Let us come to the administration’s spokespersons’ comments in reply to Trump that Turkey is the guardian of the Kurds.
The Syrian Kurds set up a de-facto autonomous formation in the summer of 2012 in the north and north-east of Syria along with the Arabs, Syriacs, Armenians and Turkmen living here. These forces are today included among the Democratic Syrian Forces and Syrian Democratic Assembly in the region. So, call the formation here a terrorist formation as much as you will, a very large portion of the people living there support this formation. Moreover, no actual attack or threat against Turkey from these regions up has come into play until now. Under such circumstances, even if you declare your target to be not the people but the terrorist formation, this means you are actually setting your sights on the will the people itself has determined.

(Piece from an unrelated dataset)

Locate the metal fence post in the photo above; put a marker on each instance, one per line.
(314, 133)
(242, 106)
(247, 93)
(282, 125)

Even if you pronounce otherwise, what it boils down to is that you actually see the political formation that has emerged in that region, rather than the military forces, as a threat. For in his time, while talks with Öcalan were continuing, Yalçın Akdoğan described this formation in Syria as a “fantasy” and said it had “created dissatisfaction and arrogance” among the Kurds in Turkey. Let me go further. Wherever the Kurds have made a gain in the region, you have always seen this as a threat to yourselves because you have until now forever acted out of the concern that these gains will stymie the policies you have pursued domestically in the Kurdish problem.
We have also put this to one side. You can convince no one that Turkey is the Kurds’ guardian with it written in your constitution, “Everyone bound to the Turkish State through the bond of citizenship is a Turk” despite being the country that is home to the largest portion of the Kurdish population.
So, who is the Kurds’ guardian?
Until now, the Kurds have only been visible and managed to make gains to the extent they have been able to struggle based on their own strength and organizations. Hence, the Kurds’ guardian is not this imperialist or that reactionary force, but their own organized forces and the struggle they have waged/will wage along with the other oppressed peoples of the region.